In short, our investment of tax dollars in an essentially opaque, unregulated, subsidized and protected financial sector is proving to be a very, very bad bet for the future of any real economic recovery for the vast majority of Americans who don't work for Goldman Sachs and their ilk. This isn't a rational free market by anyone's definition. It's a con game, one that Obama's economic team has been more than willing to ignore in the interest of helping their friends, even if that means unacceptably high unemployment and lower investment in the real drivers of our economy -- small businesses, workers and manufacturing.
And unless we see a sea change in the economic strategies being pursued by the Obama administration, any talk of a fundamental political realignment in which Democrats benefit from a generational shift in political power is as much a pipe dream as Karl Rove's plan for a one party Republican state. Indeed, if Democrats in the Executive Branch and in Congress continue to ignore the fundamental changes in economic policy necessary to reverse our present course, the likelihood of something far sinister, a fascist or neo-fascist movement or a coup by a right wing military junta is not out of the question. Because when democratic civil governments becomes unable or unwilling to address fundamental issues of economic security they can lose their legitimacy literally overnight.
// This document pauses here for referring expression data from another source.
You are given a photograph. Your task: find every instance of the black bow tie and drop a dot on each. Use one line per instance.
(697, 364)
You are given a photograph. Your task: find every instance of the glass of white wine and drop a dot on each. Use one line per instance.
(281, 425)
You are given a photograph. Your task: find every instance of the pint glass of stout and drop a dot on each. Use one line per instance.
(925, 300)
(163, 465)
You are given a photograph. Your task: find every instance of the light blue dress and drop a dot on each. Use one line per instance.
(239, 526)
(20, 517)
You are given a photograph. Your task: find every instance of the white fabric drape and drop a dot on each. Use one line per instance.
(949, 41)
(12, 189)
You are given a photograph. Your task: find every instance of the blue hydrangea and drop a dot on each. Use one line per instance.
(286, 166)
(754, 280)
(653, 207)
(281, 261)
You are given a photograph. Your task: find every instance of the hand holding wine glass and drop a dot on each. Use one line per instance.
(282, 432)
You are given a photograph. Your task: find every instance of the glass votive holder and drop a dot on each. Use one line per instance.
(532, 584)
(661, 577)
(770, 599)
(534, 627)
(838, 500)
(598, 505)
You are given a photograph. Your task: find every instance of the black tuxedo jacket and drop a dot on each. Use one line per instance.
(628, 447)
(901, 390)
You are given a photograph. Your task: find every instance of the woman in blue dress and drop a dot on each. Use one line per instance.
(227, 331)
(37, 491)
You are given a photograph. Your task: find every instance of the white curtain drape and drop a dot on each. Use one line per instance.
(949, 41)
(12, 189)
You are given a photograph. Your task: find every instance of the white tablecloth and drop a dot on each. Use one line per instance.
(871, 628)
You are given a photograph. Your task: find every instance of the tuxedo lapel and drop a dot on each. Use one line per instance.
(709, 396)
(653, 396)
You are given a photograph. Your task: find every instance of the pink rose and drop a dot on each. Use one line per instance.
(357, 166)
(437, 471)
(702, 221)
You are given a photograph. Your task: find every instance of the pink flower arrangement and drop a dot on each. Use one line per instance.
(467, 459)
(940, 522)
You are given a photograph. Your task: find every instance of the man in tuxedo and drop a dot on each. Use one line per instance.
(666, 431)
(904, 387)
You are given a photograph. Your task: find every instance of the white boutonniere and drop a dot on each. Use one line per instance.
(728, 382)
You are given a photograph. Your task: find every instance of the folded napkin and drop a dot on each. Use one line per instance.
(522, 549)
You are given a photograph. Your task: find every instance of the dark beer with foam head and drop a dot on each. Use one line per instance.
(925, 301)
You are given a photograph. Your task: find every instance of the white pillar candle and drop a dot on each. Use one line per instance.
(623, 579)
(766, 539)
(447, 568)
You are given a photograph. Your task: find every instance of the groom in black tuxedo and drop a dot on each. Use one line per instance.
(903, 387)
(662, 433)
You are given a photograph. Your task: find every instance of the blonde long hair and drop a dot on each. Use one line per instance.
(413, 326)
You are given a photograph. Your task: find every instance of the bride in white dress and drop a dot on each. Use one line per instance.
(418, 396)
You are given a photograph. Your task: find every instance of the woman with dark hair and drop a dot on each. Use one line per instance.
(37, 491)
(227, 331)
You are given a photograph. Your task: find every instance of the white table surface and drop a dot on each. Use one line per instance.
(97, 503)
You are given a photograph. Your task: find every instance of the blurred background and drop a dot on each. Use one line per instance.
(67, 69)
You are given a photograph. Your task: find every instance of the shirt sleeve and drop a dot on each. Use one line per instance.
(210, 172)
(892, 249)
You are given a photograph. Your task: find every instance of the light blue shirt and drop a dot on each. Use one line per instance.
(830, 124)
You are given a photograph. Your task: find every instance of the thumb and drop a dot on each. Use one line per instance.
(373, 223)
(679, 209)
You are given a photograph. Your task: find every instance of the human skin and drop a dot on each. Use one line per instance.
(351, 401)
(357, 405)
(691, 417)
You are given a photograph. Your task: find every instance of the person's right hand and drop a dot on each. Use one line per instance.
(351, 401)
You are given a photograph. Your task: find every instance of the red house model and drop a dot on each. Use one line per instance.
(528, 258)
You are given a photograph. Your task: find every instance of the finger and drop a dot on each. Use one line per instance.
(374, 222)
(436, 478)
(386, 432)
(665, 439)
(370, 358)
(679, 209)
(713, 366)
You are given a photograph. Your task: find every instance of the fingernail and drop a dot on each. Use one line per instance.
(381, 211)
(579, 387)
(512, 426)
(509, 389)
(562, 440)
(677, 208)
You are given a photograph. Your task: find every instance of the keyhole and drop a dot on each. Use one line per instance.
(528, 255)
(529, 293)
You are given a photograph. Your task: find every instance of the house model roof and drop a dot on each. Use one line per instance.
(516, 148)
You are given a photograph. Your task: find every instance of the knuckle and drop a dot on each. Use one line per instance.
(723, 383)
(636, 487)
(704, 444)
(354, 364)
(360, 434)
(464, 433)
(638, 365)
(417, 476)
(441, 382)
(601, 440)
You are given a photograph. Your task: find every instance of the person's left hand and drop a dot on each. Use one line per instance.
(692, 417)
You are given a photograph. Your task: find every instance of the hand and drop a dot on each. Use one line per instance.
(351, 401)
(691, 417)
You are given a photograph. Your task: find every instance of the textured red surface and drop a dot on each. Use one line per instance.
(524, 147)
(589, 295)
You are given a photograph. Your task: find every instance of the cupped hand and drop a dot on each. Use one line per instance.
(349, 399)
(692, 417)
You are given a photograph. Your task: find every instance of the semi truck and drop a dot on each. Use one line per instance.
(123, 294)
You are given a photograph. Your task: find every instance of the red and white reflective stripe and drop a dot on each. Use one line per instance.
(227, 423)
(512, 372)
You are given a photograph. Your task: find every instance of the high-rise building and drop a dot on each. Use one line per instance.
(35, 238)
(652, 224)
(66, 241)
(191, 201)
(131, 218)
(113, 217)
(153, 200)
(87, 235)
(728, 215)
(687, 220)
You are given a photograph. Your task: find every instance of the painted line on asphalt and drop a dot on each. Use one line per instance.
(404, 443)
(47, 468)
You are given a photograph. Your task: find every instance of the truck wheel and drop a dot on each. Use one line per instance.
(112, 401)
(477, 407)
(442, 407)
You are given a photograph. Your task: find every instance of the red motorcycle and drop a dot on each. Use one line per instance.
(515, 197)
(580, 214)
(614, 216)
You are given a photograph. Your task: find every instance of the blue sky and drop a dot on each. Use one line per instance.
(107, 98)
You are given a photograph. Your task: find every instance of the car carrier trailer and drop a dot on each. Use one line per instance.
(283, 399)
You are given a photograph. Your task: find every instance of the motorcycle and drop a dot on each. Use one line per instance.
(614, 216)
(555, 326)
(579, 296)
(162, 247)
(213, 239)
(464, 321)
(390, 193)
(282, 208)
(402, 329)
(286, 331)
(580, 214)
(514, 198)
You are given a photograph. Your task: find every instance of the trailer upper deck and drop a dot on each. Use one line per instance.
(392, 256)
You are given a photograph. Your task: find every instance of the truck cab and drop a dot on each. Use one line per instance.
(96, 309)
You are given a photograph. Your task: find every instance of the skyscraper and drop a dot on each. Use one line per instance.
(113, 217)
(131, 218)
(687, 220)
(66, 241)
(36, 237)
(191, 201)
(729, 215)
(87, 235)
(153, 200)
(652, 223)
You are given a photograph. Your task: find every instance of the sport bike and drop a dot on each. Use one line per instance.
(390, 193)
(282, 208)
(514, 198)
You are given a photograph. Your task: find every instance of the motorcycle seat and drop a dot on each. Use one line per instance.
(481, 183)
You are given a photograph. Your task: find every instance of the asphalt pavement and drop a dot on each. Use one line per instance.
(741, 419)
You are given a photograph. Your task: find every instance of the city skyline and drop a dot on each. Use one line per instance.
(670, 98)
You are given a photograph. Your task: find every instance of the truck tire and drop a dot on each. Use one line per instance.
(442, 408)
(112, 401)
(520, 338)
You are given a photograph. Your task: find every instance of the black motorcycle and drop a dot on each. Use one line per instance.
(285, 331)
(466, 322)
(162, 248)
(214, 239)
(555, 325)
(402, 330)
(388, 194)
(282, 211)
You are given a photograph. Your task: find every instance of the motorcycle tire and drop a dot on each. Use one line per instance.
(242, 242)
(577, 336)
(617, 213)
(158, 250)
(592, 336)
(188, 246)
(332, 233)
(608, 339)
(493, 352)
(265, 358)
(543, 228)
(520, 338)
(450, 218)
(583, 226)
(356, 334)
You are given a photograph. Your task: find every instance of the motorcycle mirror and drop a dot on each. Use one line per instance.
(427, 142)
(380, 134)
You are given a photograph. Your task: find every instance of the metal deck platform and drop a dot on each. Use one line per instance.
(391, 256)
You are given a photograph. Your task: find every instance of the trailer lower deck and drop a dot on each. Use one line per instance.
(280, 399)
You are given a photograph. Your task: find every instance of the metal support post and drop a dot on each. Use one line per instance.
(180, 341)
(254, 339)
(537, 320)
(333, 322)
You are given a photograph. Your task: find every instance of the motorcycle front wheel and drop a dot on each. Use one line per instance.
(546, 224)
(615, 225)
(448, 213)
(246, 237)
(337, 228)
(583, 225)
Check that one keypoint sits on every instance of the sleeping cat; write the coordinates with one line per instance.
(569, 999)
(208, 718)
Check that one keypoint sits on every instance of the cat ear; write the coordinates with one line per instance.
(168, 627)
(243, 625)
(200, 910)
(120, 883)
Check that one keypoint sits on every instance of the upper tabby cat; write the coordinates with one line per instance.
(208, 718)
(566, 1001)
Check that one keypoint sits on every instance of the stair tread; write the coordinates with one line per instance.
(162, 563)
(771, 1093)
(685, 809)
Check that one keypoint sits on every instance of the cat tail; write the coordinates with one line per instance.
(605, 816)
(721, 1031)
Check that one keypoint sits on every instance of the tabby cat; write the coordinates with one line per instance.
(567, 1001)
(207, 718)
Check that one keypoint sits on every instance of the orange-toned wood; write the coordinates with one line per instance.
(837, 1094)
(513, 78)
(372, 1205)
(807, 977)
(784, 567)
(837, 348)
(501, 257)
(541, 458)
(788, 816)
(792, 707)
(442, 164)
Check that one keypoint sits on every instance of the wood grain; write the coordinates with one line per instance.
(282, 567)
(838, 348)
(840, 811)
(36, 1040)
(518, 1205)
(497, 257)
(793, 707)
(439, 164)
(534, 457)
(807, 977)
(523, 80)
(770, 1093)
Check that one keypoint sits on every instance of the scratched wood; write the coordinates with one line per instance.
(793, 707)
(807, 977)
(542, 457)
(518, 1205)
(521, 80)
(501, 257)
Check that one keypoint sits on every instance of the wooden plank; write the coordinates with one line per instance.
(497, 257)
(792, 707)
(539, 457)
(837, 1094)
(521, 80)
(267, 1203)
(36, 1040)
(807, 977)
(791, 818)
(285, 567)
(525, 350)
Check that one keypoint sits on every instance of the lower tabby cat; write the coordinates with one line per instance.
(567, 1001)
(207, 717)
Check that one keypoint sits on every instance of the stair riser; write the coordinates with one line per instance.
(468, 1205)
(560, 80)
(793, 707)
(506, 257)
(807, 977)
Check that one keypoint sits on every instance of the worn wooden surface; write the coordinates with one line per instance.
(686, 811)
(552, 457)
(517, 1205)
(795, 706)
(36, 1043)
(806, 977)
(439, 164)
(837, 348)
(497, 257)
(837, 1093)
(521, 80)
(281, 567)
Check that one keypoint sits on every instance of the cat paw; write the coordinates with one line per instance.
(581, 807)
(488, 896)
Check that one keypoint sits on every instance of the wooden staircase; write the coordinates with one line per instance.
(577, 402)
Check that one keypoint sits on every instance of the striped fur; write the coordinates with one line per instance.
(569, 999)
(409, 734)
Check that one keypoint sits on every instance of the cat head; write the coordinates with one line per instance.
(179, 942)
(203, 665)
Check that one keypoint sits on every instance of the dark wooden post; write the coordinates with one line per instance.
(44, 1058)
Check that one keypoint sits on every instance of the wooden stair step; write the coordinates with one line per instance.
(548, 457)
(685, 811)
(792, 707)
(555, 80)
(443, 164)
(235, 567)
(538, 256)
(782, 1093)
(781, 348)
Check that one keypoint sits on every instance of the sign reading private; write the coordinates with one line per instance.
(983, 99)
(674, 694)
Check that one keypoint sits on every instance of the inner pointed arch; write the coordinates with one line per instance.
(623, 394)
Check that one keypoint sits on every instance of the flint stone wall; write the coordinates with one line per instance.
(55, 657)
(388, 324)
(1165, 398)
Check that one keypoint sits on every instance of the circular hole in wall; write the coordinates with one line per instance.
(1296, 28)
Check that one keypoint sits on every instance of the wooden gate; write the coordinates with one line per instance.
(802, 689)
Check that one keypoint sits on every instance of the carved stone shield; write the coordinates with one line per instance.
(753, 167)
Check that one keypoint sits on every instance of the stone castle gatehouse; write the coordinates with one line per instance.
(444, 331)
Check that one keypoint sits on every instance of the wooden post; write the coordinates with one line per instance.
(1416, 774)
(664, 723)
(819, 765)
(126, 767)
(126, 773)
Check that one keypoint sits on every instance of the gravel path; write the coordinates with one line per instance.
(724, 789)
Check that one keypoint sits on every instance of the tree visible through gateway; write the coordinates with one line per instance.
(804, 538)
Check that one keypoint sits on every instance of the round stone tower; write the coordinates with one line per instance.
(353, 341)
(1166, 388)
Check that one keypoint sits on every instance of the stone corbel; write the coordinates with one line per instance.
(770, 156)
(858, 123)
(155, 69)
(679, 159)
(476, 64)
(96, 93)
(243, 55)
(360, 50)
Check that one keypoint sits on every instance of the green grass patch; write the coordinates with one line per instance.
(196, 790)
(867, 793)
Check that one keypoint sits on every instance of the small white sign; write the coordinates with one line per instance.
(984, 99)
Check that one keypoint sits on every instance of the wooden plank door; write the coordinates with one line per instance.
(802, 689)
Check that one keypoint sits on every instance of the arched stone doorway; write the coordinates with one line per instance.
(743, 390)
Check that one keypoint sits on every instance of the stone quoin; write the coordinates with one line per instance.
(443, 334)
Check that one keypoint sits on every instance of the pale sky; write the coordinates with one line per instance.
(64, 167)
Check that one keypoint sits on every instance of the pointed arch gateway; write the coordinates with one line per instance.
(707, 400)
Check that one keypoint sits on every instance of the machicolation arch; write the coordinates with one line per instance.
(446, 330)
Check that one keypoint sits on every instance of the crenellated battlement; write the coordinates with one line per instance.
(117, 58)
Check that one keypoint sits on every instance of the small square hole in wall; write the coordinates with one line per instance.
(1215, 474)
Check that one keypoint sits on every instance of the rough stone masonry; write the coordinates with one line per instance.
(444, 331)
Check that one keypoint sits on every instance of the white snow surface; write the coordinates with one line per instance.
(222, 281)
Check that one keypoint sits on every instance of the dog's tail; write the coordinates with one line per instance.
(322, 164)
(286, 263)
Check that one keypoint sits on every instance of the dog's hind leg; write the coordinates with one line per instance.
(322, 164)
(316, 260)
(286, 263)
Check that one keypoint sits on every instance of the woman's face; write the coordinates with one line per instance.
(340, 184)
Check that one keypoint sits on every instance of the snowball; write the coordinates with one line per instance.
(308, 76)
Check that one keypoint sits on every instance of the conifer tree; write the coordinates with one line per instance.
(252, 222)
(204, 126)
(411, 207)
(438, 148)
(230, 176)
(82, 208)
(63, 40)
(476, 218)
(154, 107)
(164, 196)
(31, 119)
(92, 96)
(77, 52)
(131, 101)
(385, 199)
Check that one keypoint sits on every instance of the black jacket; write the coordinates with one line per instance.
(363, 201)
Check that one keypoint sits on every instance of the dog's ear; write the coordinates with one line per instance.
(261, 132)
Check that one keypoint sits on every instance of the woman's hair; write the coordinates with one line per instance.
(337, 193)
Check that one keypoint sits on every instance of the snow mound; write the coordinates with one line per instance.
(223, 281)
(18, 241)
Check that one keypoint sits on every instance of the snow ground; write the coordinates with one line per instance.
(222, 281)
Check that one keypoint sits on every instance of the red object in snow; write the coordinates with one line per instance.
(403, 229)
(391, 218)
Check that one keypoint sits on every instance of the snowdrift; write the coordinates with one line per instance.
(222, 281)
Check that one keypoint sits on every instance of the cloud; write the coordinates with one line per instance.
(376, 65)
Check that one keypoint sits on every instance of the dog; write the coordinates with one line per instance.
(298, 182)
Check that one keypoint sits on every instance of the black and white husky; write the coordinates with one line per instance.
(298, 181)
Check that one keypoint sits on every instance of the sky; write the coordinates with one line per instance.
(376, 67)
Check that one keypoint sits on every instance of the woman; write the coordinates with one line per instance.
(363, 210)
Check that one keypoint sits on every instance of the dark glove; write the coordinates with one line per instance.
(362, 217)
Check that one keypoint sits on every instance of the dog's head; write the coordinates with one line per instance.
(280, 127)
Just look at the history of the Weimar Republic, or Italy after WWI, if you want an object lesson in democratic governments that failed because their political leaders, operating within a weak, corrupted and gridlocked systems, were more concerned about their political careers and futures than addressing the critical economic issues that had spread misery and despair among millions of their constituents.
Without FDR, America might have gone down that same road to tyranny and dictatorship that bedeviled so many nations in the 20th Century, where income inequality led to ideologically rigid, dictatorial regimes on both the left and the right. The common factor in each instance was massive income inequality and the willingness of demagogues and elites to take advantage of the inability of weak central governments to correct that fundamental flaw to the development of stable economies that gave most, if not of all their citizens, a comfortable middle class life style. That was the true reason why America was so successful following WWII: the tremendous growth of our middle class, which fueled the greatest economic engine of the last century.
Well, now we have reversed the course that made us great, which insured our power and stability. We are flirting with an economic collapse which will lead to a political nightmare, unless we radically change the way business is done "Inside the Beltway." That was the platform on which Democrats ran last year. So far they have failed to live up to the promises of fundamental change that they made to the American Public, and that failure if it continues will hurt not only their electoral future in 2010 and beyond. It will also spread misery and social unrest across America on a scale we have not witnessed in generations.